Scottish Public Health Network publishes its Health Care Needs Assessment of Services for Adults with Rheumatoid Arthritis
The National Rheumatoid Arthritis Society (NRAS) welcomes the publication of the Scottish Public Health Network’s Health Care Needs Assessment of Services for Adults with Rheumatoid Arthritis, a report that NRAS contributed to through consultation and referenced publications.
The purpose of this report is to review and update the epidemiological data about Rheumatoid Arthritis (RA) in Scotland and use the views of all those involved in RA services to identify gaps, highlight priority areas for change and make recommendations that will assist NHS Boards to plan and develop future services. This Needs Assessment updates the findings of the last Public Health Institute for Scotland exercise, which was conducted in 2002.

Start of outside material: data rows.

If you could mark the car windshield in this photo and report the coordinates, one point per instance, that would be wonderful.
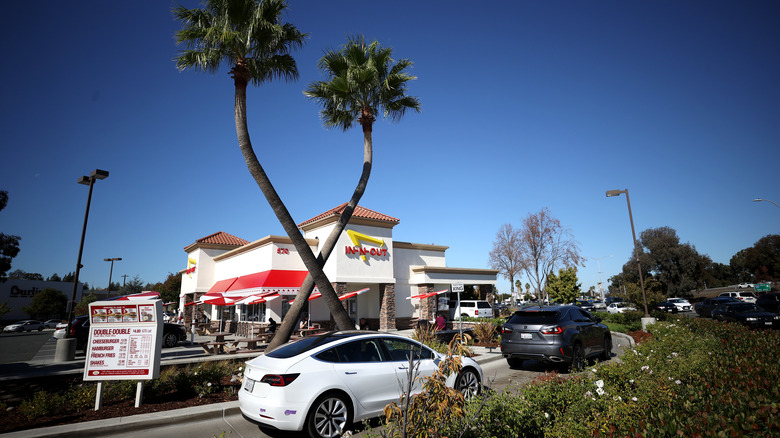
(532, 318)
(306, 344)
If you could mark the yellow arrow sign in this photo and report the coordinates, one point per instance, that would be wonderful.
(357, 238)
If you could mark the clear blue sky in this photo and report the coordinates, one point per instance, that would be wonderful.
(525, 104)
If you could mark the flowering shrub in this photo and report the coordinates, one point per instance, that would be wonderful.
(693, 378)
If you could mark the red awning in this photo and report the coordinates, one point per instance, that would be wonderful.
(352, 294)
(274, 281)
(222, 285)
(427, 295)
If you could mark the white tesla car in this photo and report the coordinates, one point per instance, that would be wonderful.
(323, 383)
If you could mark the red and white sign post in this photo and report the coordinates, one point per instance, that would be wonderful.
(125, 340)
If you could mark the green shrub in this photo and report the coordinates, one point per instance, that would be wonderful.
(694, 377)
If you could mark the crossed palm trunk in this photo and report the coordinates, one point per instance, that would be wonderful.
(285, 330)
(313, 264)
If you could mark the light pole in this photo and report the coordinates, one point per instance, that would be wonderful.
(598, 260)
(767, 200)
(68, 350)
(111, 272)
(611, 193)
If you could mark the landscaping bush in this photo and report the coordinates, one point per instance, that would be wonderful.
(693, 377)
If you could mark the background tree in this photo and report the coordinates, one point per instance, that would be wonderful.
(48, 303)
(678, 267)
(82, 307)
(544, 245)
(250, 37)
(363, 81)
(563, 288)
(763, 258)
(169, 289)
(9, 245)
(506, 255)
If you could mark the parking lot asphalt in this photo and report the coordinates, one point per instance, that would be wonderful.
(187, 352)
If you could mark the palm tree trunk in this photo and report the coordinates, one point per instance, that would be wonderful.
(286, 328)
(339, 313)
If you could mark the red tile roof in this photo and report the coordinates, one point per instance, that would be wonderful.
(222, 238)
(360, 212)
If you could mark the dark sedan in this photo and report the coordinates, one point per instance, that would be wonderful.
(564, 335)
(747, 314)
(704, 308)
(769, 302)
(666, 307)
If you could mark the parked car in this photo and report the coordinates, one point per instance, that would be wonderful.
(748, 297)
(470, 308)
(564, 335)
(172, 333)
(704, 308)
(52, 323)
(747, 314)
(682, 304)
(27, 325)
(619, 307)
(666, 306)
(586, 305)
(323, 383)
(769, 302)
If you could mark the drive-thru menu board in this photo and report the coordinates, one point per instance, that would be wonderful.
(124, 340)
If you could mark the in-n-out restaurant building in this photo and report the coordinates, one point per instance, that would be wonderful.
(385, 273)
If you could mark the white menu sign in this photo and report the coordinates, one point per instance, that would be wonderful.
(125, 339)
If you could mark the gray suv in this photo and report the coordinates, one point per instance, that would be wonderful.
(565, 335)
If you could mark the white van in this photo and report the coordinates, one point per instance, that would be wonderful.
(470, 308)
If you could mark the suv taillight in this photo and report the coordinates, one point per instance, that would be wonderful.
(279, 379)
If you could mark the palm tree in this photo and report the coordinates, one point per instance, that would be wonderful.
(362, 80)
(249, 36)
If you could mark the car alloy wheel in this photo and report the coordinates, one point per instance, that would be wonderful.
(329, 417)
(578, 358)
(468, 384)
(514, 362)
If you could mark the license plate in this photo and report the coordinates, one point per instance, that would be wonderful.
(249, 385)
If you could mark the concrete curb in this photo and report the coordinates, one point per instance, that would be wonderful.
(112, 426)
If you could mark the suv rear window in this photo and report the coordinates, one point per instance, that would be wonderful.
(532, 318)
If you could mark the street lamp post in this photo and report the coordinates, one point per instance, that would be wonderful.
(598, 260)
(111, 272)
(67, 351)
(767, 200)
(647, 318)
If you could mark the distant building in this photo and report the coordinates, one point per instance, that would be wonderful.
(378, 277)
(19, 294)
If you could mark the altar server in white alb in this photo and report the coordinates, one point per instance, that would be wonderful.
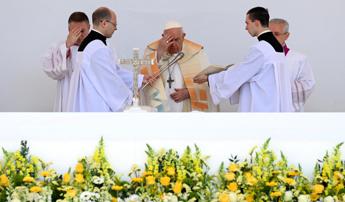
(301, 74)
(259, 83)
(98, 83)
(60, 60)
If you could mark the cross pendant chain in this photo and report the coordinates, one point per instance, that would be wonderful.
(170, 80)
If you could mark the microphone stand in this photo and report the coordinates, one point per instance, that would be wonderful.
(178, 57)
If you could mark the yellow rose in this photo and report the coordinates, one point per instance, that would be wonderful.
(339, 187)
(137, 179)
(117, 188)
(35, 189)
(177, 187)
(230, 176)
(233, 167)
(66, 178)
(271, 184)
(28, 179)
(4, 182)
(45, 174)
(79, 168)
(150, 180)
(293, 173)
(71, 193)
(289, 181)
(79, 178)
(276, 194)
(224, 197)
(318, 188)
(146, 173)
(314, 196)
(232, 187)
(337, 175)
(165, 181)
(171, 171)
(250, 198)
(250, 179)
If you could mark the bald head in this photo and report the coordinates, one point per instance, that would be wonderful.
(104, 20)
(102, 14)
(280, 29)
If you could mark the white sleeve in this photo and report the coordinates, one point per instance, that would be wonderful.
(225, 84)
(55, 63)
(107, 81)
(304, 83)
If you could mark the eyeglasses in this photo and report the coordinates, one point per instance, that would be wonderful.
(115, 26)
(278, 34)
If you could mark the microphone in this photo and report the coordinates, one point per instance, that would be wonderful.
(178, 57)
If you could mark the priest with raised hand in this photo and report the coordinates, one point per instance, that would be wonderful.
(99, 84)
(174, 90)
(260, 83)
(60, 60)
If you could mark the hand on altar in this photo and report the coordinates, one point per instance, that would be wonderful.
(149, 79)
(73, 36)
(180, 94)
(163, 47)
(200, 79)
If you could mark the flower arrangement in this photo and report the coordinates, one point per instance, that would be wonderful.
(328, 183)
(24, 177)
(170, 177)
(261, 177)
(91, 180)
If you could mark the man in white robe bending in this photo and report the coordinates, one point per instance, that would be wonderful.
(301, 74)
(259, 83)
(98, 84)
(60, 60)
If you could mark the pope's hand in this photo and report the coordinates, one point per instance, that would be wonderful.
(149, 79)
(163, 46)
(180, 94)
(200, 79)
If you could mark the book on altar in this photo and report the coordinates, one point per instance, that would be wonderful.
(212, 69)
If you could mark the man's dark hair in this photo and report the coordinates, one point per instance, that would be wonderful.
(101, 14)
(261, 14)
(78, 17)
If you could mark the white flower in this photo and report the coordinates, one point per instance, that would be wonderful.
(233, 196)
(304, 198)
(170, 198)
(97, 180)
(288, 196)
(133, 198)
(328, 199)
(85, 196)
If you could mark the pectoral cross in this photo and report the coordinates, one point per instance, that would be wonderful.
(170, 80)
(137, 63)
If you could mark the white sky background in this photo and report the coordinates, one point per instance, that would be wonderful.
(64, 138)
(28, 28)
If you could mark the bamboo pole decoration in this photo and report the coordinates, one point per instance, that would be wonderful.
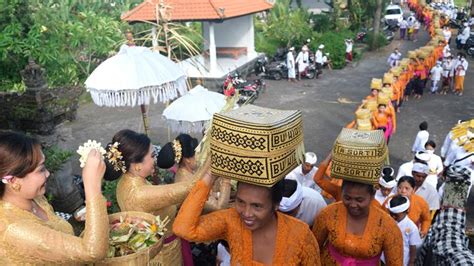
(145, 119)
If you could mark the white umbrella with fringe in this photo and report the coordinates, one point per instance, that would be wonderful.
(136, 76)
(192, 112)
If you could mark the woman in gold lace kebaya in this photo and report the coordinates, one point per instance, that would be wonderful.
(30, 232)
(181, 151)
(132, 163)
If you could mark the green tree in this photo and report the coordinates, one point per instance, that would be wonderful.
(283, 27)
(69, 38)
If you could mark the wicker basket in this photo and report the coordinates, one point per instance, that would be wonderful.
(359, 155)
(364, 124)
(376, 84)
(412, 54)
(256, 145)
(363, 113)
(371, 105)
(141, 257)
(388, 91)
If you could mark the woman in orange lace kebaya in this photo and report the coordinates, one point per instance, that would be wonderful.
(382, 119)
(135, 193)
(257, 234)
(355, 232)
(331, 186)
(187, 166)
(30, 232)
(419, 211)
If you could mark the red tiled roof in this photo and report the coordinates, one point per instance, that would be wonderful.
(186, 10)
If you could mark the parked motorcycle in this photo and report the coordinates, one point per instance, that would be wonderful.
(362, 35)
(260, 67)
(248, 91)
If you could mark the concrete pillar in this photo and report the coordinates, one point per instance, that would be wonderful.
(212, 49)
(251, 37)
(154, 38)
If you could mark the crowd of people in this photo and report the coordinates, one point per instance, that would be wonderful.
(307, 218)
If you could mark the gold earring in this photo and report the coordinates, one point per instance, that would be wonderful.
(16, 187)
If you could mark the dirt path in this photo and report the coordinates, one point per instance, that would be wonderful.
(324, 115)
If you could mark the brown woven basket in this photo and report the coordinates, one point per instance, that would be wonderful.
(359, 155)
(256, 145)
(142, 257)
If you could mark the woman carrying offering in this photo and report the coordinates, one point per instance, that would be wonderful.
(132, 162)
(30, 232)
(419, 211)
(356, 232)
(187, 166)
(256, 232)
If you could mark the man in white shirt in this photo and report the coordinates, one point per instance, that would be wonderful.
(406, 168)
(421, 138)
(291, 64)
(446, 52)
(403, 28)
(465, 34)
(349, 45)
(302, 60)
(447, 35)
(398, 207)
(304, 173)
(435, 164)
(301, 202)
(460, 71)
(424, 189)
(319, 60)
(394, 58)
(387, 184)
(447, 70)
(448, 142)
(436, 73)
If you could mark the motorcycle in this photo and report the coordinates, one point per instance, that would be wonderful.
(469, 43)
(455, 24)
(278, 71)
(248, 91)
(260, 67)
(362, 35)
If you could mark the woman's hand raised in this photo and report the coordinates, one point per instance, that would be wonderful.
(93, 173)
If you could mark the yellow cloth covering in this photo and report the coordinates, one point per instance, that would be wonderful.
(27, 239)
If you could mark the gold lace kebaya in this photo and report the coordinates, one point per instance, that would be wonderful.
(26, 239)
(218, 197)
(134, 193)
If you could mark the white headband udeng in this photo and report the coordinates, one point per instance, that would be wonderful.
(391, 184)
(291, 203)
(400, 208)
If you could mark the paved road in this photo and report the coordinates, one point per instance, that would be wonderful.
(323, 115)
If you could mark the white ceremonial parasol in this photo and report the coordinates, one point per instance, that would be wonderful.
(135, 76)
(191, 112)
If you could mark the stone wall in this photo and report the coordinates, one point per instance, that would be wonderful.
(40, 108)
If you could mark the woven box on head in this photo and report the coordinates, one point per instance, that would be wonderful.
(358, 156)
(256, 145)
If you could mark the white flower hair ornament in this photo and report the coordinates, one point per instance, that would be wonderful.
(84, 150)
(115, 158)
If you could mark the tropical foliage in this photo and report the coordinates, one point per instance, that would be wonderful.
(282, 27)
(68, 38)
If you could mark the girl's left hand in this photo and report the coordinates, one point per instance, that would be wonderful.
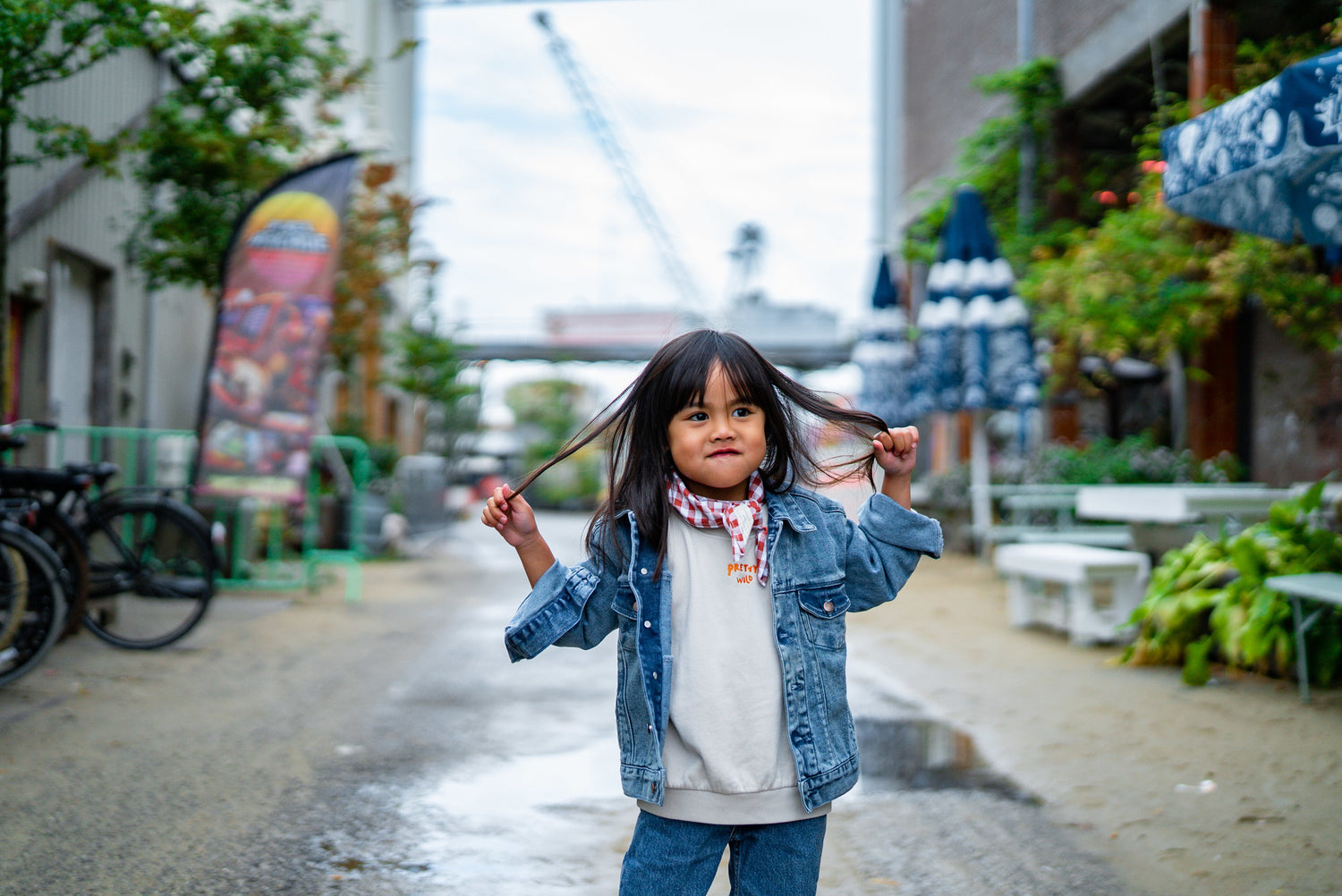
(896, 450)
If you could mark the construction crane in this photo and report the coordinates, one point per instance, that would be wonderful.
(600, 125)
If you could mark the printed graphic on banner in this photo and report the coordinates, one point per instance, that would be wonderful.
(274, 317)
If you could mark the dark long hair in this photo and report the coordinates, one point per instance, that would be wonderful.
(641, 452)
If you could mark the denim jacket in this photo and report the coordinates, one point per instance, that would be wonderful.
(821, 566)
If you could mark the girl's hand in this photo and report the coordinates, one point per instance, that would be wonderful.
(896, 450)
(510, 515)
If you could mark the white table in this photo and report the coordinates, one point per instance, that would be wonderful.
(1323, 587)
(1177, 503)
(1167, 517)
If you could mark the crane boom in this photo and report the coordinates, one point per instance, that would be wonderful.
(600, 125)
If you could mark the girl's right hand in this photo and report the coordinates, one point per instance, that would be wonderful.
(510, 515)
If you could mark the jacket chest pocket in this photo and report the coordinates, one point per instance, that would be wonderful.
(627, 608)
(823, 614)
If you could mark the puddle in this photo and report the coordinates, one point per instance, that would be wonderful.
(558, 823)
(523, 825)
(918, 753)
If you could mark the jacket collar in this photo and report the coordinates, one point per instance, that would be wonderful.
(784, 507)
(788, 507)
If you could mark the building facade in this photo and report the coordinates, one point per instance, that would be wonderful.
(91, 343)
(1114, 58)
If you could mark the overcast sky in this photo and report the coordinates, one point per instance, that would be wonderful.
(733, 110)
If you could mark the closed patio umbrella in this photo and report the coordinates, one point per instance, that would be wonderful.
(883, 354)
(974, 349)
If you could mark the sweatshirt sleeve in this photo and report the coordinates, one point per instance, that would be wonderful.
(885, 546)
(569, 606)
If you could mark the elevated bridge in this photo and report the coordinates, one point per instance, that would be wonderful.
(797, 356)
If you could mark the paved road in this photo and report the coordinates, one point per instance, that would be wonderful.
(295, 745)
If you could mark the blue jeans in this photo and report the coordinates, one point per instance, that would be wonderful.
(671, 858)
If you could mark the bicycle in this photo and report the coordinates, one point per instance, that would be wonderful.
(32, 593)
(149, 557)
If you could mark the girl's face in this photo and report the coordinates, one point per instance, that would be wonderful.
(717, 442)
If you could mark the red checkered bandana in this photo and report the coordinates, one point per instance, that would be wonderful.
(737, 517)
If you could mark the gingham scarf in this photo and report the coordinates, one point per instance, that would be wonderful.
(737, 517)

The value of this report is revealed by the identification of RA as one of the major chronic diseases in Scotland. Approximately 37,000 people live with the condition and an estimated 1,851 new cases diagnosed each year. This is the first time detailed figures for the prevalence of RA in Scotland have been published.
One of the key findings was the need for early diagnosis and referral, something that is so often lacking at the moment. Scotland is not unique in this however, the pattern is the same all across the UK. The report confirms that “early treatment of RA improves outcomes” and this is something that NRAS fully endorses and hopes all parties can work towards achieving.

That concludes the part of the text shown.